О жизни и службе в столбце кратко указывалось: Иван Степанович Мазепа родом казак. Шляхетство получил от короля Яна Казимира, у которого служил в комнатах. Покинул Польшу девятнадцати лет от роду. Боялся расправы, ибо вошёл во вражду с соседом по имению паном Фалбовским. Красавец казак, юный слуга его величества, соблазнился прелестями пани Фалбовской. Пан проведал о том и устроил западню Мазепе. Мазепа струсил, повинился, свалил вину на пани. Тут пан Фалбовский и дал волю ярости. Раздел соперника догола посреди дороги, высек, а чтоб на всю жизнь запомнил, как воровать жён, приказал привязать к лошади, лицом под хвост, в то самое место, на какое позарился у пани Фалбовской. С королевской службы Мазепа уволился, однако, без скандала. Король послал его к гетману Тетере. Тетеря, сам великий говорун, быстро сыскал службу ловкому на язык Ивану Степановичу. Отправил к казакам, в Переяславль и на Сечь, отваживать от Москвы, переманивать к королю.
То, что генеральный писарь человек ловкий, было ясно по его последней службе гетману Дорошенко. Мазепа, перехваченный запорожцами, ехал в Бахчисарай, а потом в Истамбул. Хану Мазепа вёз в подарок моржовые бивни, соболей, русский жемчуг, золотые безделушки для ханских жён. Султану – невольников, пятнадцать отборных казаков восточной московской стороны. Грамоты, какие были у Мазепы, Серко переслал тотчас.
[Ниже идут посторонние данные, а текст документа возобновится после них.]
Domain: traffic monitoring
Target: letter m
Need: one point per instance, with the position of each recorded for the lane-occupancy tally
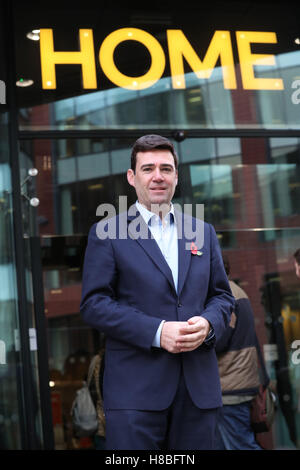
(2, 92)
(220, 46)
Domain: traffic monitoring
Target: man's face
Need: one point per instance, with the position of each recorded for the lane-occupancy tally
(297, 268)
(155, 177)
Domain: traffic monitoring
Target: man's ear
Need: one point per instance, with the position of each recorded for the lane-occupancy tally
(130, 177)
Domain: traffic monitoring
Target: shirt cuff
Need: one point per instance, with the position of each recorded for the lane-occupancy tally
(156, 341)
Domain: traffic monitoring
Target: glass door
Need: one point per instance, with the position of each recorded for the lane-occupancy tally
(250, 190)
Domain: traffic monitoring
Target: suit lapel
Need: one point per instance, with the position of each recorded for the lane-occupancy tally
(184, 255)
(149, 245)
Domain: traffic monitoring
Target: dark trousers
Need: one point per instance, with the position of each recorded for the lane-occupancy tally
(182, 426)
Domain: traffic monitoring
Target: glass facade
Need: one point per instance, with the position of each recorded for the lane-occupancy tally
(224, 84)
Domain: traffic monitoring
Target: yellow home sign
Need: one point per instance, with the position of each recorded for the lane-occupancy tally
(179, 49)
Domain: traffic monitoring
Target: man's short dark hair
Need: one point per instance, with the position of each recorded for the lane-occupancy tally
(297, 256)
(150, 142)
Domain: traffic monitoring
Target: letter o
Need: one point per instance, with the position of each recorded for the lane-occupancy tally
(106, 58)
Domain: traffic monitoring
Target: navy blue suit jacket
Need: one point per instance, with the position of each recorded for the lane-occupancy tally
(128, 290)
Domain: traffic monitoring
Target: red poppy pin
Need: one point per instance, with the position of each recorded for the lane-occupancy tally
(194, 250)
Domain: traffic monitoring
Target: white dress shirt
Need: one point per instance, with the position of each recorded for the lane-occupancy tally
(164, 233)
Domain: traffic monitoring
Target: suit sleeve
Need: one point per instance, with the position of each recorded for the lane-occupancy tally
(100, 306)
(220, 301)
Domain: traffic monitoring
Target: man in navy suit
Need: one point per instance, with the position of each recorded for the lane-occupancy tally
(162, 301)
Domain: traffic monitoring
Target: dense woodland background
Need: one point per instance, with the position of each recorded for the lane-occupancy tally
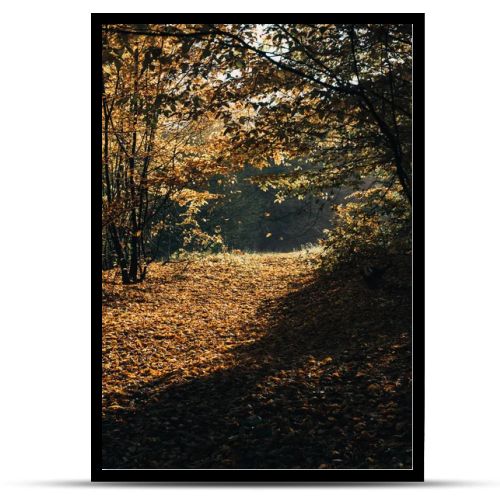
(249, 137)
(256, 246)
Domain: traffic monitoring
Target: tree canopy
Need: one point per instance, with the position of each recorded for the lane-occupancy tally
(184, 104)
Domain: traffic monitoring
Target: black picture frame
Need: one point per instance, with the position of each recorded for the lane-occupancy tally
(264, 476)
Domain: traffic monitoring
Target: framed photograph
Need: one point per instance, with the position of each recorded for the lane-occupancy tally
(261, 247)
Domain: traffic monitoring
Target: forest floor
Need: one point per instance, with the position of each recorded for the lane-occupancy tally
(253, 361)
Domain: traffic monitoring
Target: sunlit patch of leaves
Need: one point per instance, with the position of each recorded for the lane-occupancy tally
(246, 361)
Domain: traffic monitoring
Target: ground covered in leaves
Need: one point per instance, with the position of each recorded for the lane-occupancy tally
(253, 361)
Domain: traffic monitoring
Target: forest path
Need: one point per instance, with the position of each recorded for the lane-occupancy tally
(250, 361)
(187, 317)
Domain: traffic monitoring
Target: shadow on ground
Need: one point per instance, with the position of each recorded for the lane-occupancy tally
(329, 386)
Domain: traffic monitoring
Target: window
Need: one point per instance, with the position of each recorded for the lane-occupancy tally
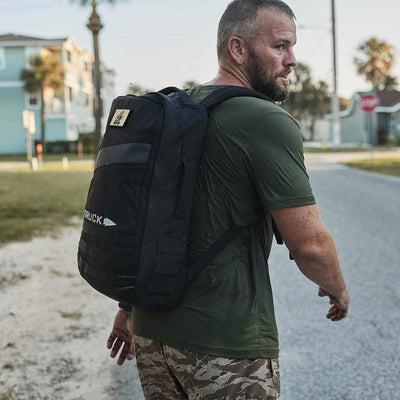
(2, 58)
(33, 100)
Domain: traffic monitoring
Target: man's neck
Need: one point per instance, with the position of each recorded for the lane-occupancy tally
(230, 76)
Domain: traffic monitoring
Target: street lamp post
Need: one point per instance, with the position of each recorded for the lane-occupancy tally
(335, 100)
(95, 26)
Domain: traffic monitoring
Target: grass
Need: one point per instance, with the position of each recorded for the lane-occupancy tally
(47, 157)
(389, 166)
(345, 149)
(38, 203)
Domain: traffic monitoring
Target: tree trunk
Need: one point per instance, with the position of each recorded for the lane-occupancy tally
(95, 26)
(312, 127)
(43, 121)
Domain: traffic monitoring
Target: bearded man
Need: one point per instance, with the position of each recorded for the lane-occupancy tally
(221, 341)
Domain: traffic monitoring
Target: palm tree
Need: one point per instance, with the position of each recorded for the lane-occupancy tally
(45, 72)
(374, 61)
(95, 26)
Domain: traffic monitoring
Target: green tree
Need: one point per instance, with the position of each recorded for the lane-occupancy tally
(138, 90)
(390, 83)
(190, 84)
(307, 100)
(45, 72)
(374, 61)
(95, 26)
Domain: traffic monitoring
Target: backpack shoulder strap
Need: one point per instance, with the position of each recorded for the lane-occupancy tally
(227, 92)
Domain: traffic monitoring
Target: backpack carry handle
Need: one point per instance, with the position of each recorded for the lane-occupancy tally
(168, 90)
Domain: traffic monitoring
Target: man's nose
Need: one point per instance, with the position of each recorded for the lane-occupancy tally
(290, 59)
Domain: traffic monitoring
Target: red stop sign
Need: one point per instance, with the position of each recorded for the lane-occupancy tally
(368, 102)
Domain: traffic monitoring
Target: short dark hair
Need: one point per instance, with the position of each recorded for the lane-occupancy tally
(241, 19)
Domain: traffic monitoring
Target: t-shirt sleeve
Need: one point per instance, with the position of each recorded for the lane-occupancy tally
(277, 163)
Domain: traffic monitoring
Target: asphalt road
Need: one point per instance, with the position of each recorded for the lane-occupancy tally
(358, 358)
(354, 359)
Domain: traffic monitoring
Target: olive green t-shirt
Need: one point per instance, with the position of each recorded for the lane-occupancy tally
(252, 163)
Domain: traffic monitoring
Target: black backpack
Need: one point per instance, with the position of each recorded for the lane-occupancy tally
(136, 221)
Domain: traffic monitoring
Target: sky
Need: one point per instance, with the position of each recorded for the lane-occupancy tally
(159, 43)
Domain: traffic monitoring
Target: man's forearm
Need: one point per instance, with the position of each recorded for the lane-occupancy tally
(319, 262)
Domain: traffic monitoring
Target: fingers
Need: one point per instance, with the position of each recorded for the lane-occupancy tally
(111, 340)
(125, 354)
(336, 314)
(115, 349)
(322, 292)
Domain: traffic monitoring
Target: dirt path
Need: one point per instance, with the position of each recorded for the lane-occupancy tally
(54, 327)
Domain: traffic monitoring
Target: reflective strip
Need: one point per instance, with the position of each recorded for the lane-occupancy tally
(126, 153)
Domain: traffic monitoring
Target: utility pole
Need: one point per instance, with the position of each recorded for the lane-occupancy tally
(335, 99)
(95, 25)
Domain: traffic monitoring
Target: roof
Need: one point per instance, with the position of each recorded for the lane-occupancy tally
(13, 38)
(388, 98)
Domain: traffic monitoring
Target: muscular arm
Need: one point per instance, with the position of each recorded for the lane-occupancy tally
(314, 251)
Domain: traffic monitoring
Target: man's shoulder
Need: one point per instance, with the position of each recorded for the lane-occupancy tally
(251, 106)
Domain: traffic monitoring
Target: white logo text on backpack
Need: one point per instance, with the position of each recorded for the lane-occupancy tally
(98, 219)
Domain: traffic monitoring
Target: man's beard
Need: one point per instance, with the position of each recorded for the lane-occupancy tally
(261, 82)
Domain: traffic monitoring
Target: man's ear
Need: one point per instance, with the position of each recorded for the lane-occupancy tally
(237, 49)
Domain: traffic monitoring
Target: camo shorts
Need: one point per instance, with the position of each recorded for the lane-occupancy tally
(168, 373)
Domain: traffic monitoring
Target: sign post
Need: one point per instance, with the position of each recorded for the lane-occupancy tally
(28, 118)
(368, 103)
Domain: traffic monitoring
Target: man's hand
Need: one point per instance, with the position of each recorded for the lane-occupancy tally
(340, 304)
(121, 334)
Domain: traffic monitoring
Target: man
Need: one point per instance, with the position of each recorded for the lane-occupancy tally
(221, 341)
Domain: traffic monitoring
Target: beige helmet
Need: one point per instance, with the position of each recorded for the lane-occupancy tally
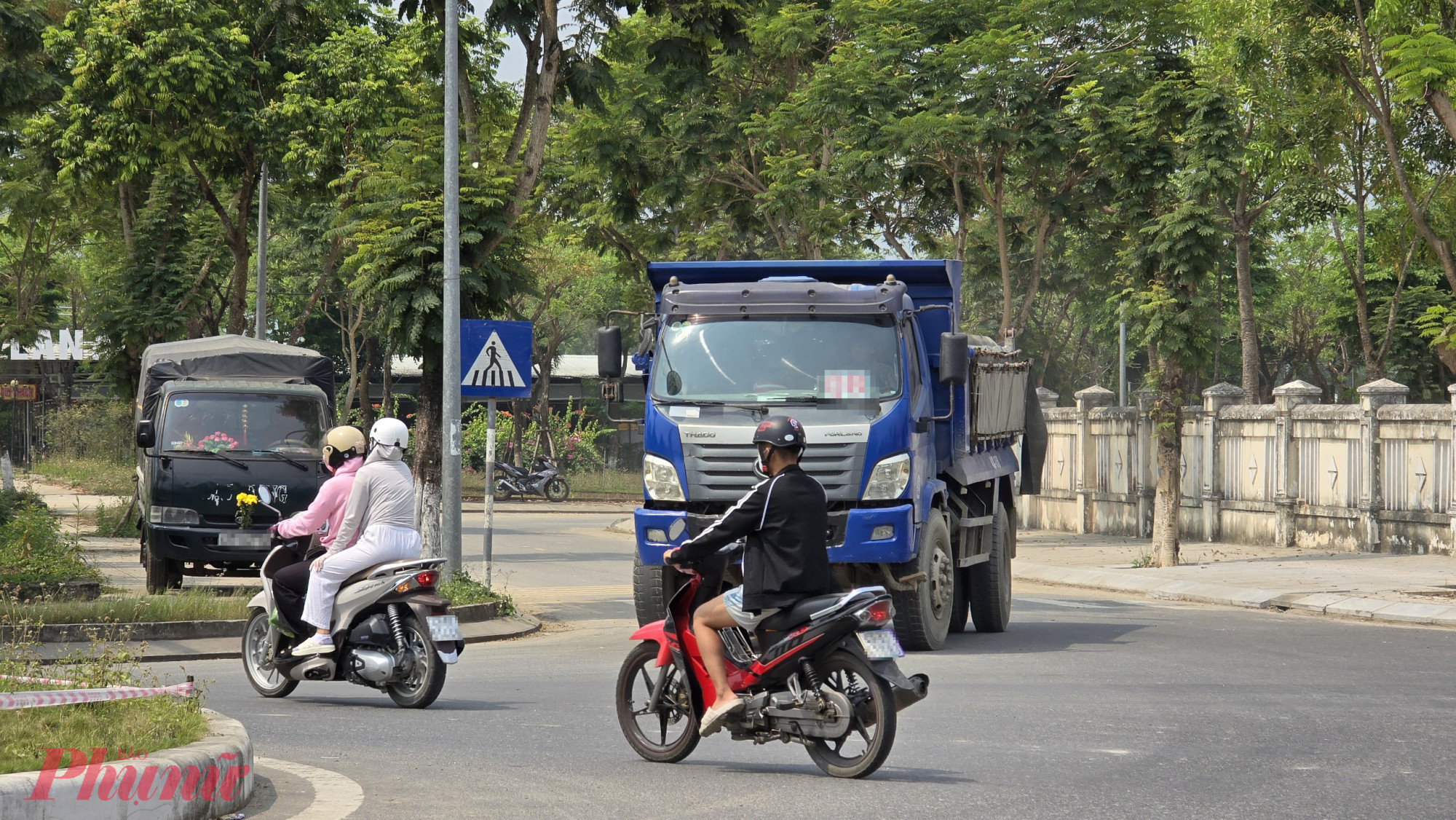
(341, 445)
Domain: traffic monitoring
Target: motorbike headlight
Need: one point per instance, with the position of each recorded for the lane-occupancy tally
(889, 478)
(660, 480)
(174, 516)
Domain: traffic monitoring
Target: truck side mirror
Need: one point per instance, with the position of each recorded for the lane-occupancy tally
(956, 358)
(609, 353)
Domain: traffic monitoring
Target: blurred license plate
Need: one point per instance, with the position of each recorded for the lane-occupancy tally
(242, 540)
(882, 644)
(445, 628)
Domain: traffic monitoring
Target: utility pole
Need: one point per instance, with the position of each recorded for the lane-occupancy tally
(451, 395)
(261, 312)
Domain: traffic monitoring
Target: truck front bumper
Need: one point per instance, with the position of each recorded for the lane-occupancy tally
(200, 545)
(854, 529)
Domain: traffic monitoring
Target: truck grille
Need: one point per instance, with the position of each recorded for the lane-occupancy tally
(724, 473)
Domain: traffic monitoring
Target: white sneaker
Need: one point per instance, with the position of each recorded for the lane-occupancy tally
(717, 714)
(315, 646)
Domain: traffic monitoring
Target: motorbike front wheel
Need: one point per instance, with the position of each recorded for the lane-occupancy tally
(669, 733)
(871, 729)
(269, 682)
(424, 682)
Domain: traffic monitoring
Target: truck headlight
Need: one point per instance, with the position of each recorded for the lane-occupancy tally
(174, 516)
(889, 478)
(660, 480)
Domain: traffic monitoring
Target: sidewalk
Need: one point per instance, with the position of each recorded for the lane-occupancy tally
(1406, 589)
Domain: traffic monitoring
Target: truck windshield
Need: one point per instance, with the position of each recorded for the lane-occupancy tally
(242, 423)
(777, 359)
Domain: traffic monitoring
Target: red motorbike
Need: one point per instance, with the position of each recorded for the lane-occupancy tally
(820, 674)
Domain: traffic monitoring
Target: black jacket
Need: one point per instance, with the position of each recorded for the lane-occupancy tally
(786, 521)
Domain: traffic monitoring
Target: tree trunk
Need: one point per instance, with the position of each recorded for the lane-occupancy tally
(366, 406)
(1249, 330)
(426, 442)
(1167, 416)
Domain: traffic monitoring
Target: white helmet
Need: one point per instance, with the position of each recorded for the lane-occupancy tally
(389, 432)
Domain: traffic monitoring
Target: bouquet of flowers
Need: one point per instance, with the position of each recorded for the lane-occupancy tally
(245, 509)
(218, 442)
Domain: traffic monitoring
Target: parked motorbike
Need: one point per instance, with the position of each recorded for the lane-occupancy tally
(542, 480)
(822, 674)
(391, 631)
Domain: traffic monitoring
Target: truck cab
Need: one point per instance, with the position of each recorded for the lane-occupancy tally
(870, 359)
(206, 433)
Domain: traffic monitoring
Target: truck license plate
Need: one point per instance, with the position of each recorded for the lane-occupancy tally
(242, 540)
(445, 628)
(882, 644)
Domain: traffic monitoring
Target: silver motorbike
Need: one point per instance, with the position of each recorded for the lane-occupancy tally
(391, 631)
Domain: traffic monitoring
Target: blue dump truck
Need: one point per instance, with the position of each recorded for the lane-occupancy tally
(914, 427)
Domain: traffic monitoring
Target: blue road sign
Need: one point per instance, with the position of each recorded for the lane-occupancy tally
(496, 359)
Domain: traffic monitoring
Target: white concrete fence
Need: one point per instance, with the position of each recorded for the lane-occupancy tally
(1375, 477)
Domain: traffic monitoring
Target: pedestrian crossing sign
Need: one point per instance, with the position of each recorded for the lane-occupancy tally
(496, 359)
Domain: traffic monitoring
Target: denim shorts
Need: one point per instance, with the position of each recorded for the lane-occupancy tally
(733, 602)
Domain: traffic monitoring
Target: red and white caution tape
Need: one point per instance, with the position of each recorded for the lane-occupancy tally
(63, 697)
(44, 681)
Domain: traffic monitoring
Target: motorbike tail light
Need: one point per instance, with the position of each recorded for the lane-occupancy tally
(877, 614)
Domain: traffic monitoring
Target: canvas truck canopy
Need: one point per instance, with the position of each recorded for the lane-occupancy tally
(229, 358)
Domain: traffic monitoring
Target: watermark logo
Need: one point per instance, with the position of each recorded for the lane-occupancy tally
(132, 780)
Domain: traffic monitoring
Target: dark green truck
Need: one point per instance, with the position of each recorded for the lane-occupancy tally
(219, 417)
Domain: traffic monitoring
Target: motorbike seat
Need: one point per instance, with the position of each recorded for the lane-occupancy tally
(799, 614)
(363, 575)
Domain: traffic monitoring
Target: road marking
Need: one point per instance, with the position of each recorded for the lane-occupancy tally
(336, 796)
(1067, 604)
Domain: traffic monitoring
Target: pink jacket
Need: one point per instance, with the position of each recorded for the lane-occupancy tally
(327, 509)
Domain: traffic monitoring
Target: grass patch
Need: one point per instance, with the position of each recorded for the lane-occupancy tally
(146, 725)
(129, 610)
(34, 550)
(464, 589)
(101, 477)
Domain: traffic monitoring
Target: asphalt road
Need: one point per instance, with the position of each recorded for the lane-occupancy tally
(1087, 707)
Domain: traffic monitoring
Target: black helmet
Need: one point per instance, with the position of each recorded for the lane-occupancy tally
(781, 432)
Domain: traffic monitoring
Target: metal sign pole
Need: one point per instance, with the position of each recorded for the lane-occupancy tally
(261, 311)
(490, 484)
(451, 398)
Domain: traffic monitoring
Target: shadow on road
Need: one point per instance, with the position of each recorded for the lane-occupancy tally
(1042, 637)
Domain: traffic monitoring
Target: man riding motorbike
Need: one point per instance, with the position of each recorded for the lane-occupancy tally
(343, 457)
(786, 522)
(378, 527)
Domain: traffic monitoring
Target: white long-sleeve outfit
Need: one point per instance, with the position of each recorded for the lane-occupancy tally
(379, 527)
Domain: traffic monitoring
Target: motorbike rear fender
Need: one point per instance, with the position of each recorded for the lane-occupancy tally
(656, 633)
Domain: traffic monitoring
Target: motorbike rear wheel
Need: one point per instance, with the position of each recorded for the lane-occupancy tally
(269, 682)
(858, 754)
(675, 713)
(427, 679)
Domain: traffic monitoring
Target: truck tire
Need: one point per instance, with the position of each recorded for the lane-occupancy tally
(991, 580)
(924, 612)
(653, 588)
(162, 573)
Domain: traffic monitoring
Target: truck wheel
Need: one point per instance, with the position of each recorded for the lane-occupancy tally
(653, 588)
(991, 580)
(162, 573)
(924, 612)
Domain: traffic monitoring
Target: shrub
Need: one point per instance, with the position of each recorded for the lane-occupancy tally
(34, 550)
(91, 430)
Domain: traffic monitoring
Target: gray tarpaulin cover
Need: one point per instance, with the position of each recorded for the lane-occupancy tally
(229, 358)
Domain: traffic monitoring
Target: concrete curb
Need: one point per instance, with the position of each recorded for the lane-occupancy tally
(222, 761)
(1148, 585)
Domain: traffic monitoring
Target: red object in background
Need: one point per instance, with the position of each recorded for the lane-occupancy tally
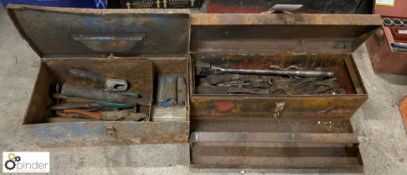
(403, 111)
(383, 58)
(397, 36)
(399, 9)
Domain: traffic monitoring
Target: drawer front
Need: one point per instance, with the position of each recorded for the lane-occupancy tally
(249, 142)
(329, 152)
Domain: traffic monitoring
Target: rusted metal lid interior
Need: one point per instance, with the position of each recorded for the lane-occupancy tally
(280, 33)
(69, 32)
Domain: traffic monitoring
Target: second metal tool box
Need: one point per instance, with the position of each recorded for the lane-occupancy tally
(285, 131)
(137, 45)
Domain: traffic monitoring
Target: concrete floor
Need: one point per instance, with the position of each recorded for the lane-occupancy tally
(378, 123)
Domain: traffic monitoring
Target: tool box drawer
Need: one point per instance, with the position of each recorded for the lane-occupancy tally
(276, 90)
(99, 75)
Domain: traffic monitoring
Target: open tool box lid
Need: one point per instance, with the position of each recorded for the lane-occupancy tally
(280, 33)
(73, 32)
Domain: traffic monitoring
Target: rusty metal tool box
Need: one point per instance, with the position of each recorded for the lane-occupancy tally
(137, 45)
(225, 131)
(289, 131)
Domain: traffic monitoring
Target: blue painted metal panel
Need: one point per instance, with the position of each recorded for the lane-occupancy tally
(95, 133)
(60, 3)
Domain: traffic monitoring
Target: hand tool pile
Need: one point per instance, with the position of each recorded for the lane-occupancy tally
(108, 101)
(277, 81)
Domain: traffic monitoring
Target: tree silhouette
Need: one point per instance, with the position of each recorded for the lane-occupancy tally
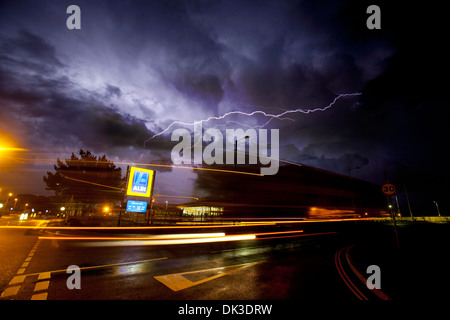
(87, 178)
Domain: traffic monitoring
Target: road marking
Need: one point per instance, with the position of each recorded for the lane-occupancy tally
(44, 275)
(10, 291)
(16, 280)
(178, 281)
(380, 294)
(39, 296)
(13, 288)
(345, 277)
(21, 270)
(42, 285)
(99, 266)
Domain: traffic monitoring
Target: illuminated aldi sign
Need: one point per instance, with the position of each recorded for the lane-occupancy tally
(136, 206)
(140, 182)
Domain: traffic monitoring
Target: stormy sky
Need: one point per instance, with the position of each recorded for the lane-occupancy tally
(134, 67)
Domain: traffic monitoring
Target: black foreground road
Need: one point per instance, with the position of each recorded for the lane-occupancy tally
(324, 262)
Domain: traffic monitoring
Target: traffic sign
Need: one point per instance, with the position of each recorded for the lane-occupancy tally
(388, 189)
(140, 182)
(136, 206)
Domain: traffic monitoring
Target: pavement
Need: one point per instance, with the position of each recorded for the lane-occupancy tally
(325, 262)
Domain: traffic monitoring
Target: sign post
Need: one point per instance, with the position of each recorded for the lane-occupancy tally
(389, 190)
(140, 183)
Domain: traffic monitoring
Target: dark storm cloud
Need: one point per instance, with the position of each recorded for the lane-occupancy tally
(53, 109)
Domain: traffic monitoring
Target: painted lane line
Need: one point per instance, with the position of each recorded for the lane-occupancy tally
(345, 277)
(98, 267)
(380, 294)
(42, 285)
(17, 280)
(10, 291)
(21, 271)
(44, 275)
(40, 296)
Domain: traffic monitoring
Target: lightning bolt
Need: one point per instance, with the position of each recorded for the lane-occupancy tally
(249, 114)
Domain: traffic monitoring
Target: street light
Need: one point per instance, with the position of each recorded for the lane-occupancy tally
(437, 207)
(235, 150)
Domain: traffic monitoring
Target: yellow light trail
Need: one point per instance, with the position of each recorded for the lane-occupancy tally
(170, 236)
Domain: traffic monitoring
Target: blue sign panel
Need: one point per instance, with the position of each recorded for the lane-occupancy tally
(136, 206)
(140, 182)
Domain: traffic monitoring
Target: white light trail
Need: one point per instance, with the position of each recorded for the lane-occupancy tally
(257, 112)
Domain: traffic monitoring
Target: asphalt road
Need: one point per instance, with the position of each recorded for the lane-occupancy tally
(322, 263)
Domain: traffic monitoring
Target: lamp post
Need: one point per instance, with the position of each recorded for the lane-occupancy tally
(6, 203)
(353, 195)
(235, 150)
(437, 207)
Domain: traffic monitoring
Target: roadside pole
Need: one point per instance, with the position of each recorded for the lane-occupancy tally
(123, 206)
(389, 190)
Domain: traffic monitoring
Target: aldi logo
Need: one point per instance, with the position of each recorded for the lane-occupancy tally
(140, 182)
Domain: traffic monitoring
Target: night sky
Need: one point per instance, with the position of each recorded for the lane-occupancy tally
(134, 67)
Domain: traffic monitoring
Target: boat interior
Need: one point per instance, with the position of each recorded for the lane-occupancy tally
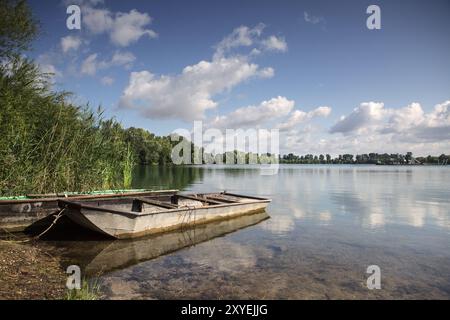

В них гетман Дорошенко просил у султана и хана военной помощи. Самого Мазепу в Москву прислали не сразу и с условием. Серко потребовал от Самойловича, чтоб Мазепу Москва не заслала бы в Сибирь, и Самойлович умолял Матвеева хлопотать перед царём вернуть генерального писаря в Батурин. Войско Запорожское попрекает-де его, гетмана, что он спроваживает добрых казаков в жестокое московское заточение.
Артамон Сергеевич снова перечитал грамоты, письма, донесения соглядатаев. Все эти кровавые украинские дела были под стать комедиям, какие разыгрывал в театре магистр Грегори.
– Сыграем и мы! – усмехнулся Артамон Сергеевич.